Keywords:Large Language Model, Earthquake Research, Hackathon

Recent technological advances and service expansions in Large Language Models (LLMs) have been remarkable, leading to their widespread adoption in various aspects of our daily lives. LLMs are gradually being incorporated into research and education, but their direct application to research activities remains limited. Here, we organized a hackathon in the summer of 2024 to explore the use of LLMs in the field of earthquake research. It should be noted that the LLMs used in this hackathon were available in August 2024. A total of 18 participants participated in the following four challenges:

1. Feature extraction and explanation for simulation results
We used LLMs to automatically generate explanations on strong motion regions and site characteristics for the seismic intensity distribution maps of NIED J-SHIS. Although we focused on a simulation scenario at the Tachikawa Fault in this hackathon, we believe that LLMs could play a valuable role in providing comprehensive explanations for many earthquake scenarios. Additionally, we explored the introduction of natural language for function optimization, testing both an interactive approach using ChatGPT and a non-interactive approach using TextGrad (Hou et al., 2023). It is expected to be used for tasks such as automatic detection of outliners and provision of explanations, which have previously been done manually.

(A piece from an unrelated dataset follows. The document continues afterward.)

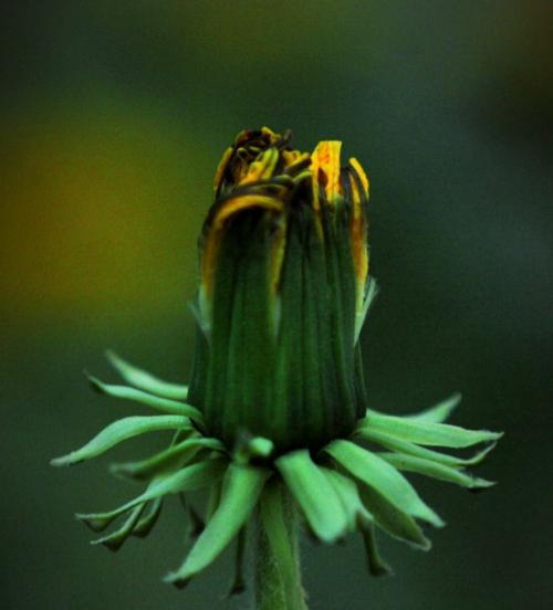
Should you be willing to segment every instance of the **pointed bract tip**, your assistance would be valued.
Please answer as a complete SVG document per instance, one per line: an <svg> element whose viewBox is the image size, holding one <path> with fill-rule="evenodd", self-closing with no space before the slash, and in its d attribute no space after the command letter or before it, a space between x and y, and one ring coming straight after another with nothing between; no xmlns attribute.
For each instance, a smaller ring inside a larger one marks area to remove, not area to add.
<svg viewBox="0 0 553 610"><path fill-rule="evenodd" d="M63 466L73 466L74 464L77 464L79 462L73 462L71 459L72 454L69 453L67 455L61 455L60 458L54 458L53 460L50 460L50 465L54 467L63 467ZM81 462L82 460L80 460Z"/></svg>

2. Automated analysis of earthquake-related social data
Using LLMs, we analyzed web news articles and their user comments related to the August 8, 2024, Hyuga-nada earthquake and Nankai Trough earthquake extra information, especially summarizing comments classified into specific categories, examining the relationship between article attitudes and comment tends, analyzing qualitative changes in comments, tracking temporal changes in public sentiment toward scientists, and conducting cluster analysis of comments. In tasks that summarized comments based on predefined analytical directions, LLMs provided results that closely matched our subjective impressions. We also attempted comment labeling and quantitative analysis with LLMs; however, the reliability of LLM-generated labels remained a challenge. We believe that LLMs are a useful tool for efficiently processing large amounts of social data and monitoring societal responses in real time.

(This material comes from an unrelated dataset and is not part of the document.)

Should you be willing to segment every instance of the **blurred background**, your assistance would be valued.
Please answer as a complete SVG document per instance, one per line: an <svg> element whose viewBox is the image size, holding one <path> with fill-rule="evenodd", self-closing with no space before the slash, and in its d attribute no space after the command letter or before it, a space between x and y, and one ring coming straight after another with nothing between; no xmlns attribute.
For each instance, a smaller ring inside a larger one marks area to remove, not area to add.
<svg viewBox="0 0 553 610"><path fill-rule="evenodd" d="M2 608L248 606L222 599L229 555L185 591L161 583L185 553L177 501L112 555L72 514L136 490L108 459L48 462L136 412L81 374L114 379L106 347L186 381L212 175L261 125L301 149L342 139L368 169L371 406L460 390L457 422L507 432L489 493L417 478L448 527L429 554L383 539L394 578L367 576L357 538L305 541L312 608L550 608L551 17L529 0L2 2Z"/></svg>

3. Automated generation of answers for earthquakes and volcanoes
We attempted to generate answers to anticipated questions related to earthquakes and volcanoes using LLMs with retrieval-augmented generation (RAG) that read available PDF documents from institutions such as the Japan Meteorological Agency, the Cabinet Office, the Headquarters for Earthquake Research Promotion, and the Coordinating Committee for Prediction of Volcanic Eruptions. We compared the performance of NotebookLM (Google, 2024), a closed LLM, with local LLMs such as Llama 3.1 and Gemma2. NotebookLM could provide reasonable answers using only its intuitive interface, although hallucinations occasionally occurred. Answers from local LLMs were sometimes inaccurate, because the simple RAG system was used. We also found the importance of careful data organization and question formulation to improve the accuracy of LLM-generated answers.

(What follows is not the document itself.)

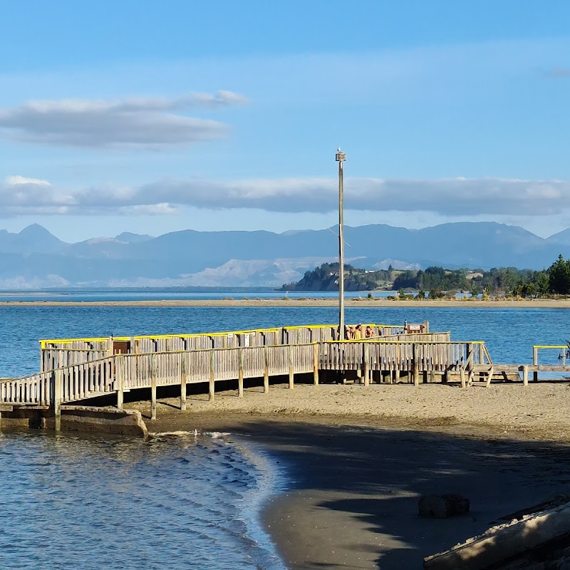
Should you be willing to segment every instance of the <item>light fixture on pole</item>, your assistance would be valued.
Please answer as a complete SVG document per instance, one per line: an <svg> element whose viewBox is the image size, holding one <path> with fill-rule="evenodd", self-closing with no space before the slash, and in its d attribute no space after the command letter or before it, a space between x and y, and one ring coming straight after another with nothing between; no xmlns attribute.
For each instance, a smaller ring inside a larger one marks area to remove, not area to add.
<svg viewBox="0 0 570 570"><path fill-rule="evenodd" d="M336 150L338 162L338 338L344 340L344 186L343 162L346 153Z"/></svg>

4. Automated generation of simulation codes
To develop Python codes for earthquake cycle simulations in subduction zones and data assimilation, we tackled three tasks: (1) earthquake cycle simulation using a spring-block model, (2) data assimilation with a particle filter for the Lorenz 63 model, and (3) four-dimensional variational data assimilation to estimate frictional properties at plate boundaries. All tasks were ultimately completed, although manual intervention such as equation modification and code structures adjustment was required throughout the process. Our results demonstrated that LLMs significantly improved coding efficiency.

Through this hackathon, we were able to outline the direction for the use of LLMs in earthquake research. As LLM technology continues to evolve, their applications in research domains are expected to expand further.